Thursday, February 6, 2014

Didn't Your Parents Ever Teach You Not To Stare?

“Our beliefs create our world picture, 
which we then transmit to others.” 
~ Barry Neil Kaufman, 
Author and father of a son with autism

            I read a little book back in the mid-1990’s called HAPPINESS IS A CHOICE, written by Barry Neil Kaufman. It had a great impact on my life, but ironically it did not completely change my thinking about my life with Joshua, even though it was written by a man intimate with autism. He wrote the book to show people that no matter what, you can be happy because you choose to be happy. Happiness does not depend on circumstances, only your attitude. That book certainly helped me to loosen up on a few things, one of which I am posting about today.
            Did you ever feel like you were being watched or that someone was staring at you? When you have a child or a family member with a disability and you go out in public with them, it often feels like you are being watched by strangers. It can feel that way around family members, too. When there is a family gathering and you are with your family that you don’t see on a regular basis, it can feel like they are watching your child closely and watching how you interact with your child.
            I understand the reasons why people, including family, stare.
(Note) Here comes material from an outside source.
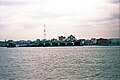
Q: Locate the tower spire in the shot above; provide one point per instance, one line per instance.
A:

Part of it is because they are not used to being around someone with disabilities, making it difficult not to watch you and your child. They may be looking to you for guidance on how to interact with the person who is different. Part of it is because they are in awe of you both; your ability to handle situations that arise and your child’s just plain awesomeness are fascinating to some people.



            Sometimes you may feel like you are being watched simply because you are self-conscious. I’m sure there were times when I felt like we were being stared at when we were not. However, there are times when you catch someone looking at you or your child with a sympathetic grin. That is when you know it is not just in your mind. Sometimes when you are around strangers, as opposed to family, it feels more like people think you are freaks, depending on their actions towards you or your child. No one wants to feel that way.
            Some people stare because they are annoyed by your child, like when a child clearly older than two is having a tantrum. They try to shoot daggers through you with their eyes. Sometimes it is not obvious by looking at your child that they have mental challenges until they do something out of the ordinary like make a strange sound or flap their hands, or when your teenage son starts jumping up and down and squealing with delight or frustration. I get it. I know people sometimes can’t help staring, especially children. Many times they don’t even realize they are staring. Still, it makes us uncomfortable. We might feel shamed by the judgment or angry about the judgment. Many times we feel like we are living in a fish bowl and sometimes we just want to go unnoticed and to blend in with the crowd.
            There were many times in public when people stared at us. Joshua never wanted to ride on the little kiddy toys at the mall when he was the correct age for it and I was always very disappointed when he was afraid to ride the toys, but when he got older he wanted to ride on them. He was almost too big to ride them by then, but I was thrilled that he wanted to do it and that feeling overtook the feeling of wanting to blend in. So, as big as he was, I put him on whatever toy he wanted and put the quarters in to start it up. People walked by and looked at us, sometimes for longer than was necessary, but I simply ignored the stares and we had a blast!
            There were other times when I felt more self-conscious about the stares of others, though. There were times when we went to the mall and let Joshua play in the play area around other kids. He was bigger than all of the kids and stood out because of it. Add to that the fact that he did not actually play; he went up to the kids, watched what they were doing and made strange sounds and body movements because of his excitement. For those who don’t know, Joshua is nonverbal. I could see the other parents keeping a close eye on their kids when he went near them. Sometimes the kids tried to get him to join their play. Other times they completely ignored him. Still other times the kids he was near got scared because of his strange vocalizations and actions, which caused them to move closer to their parents. These children and some of the parents watched him as if he were an alien. I sat there pretending not to notice the children and their parents following his every move and glancing at me to see what I was doing. I was thankful he did not understand any of this and happy he could just be there, enjoying the children and the sounds, and that he was happy.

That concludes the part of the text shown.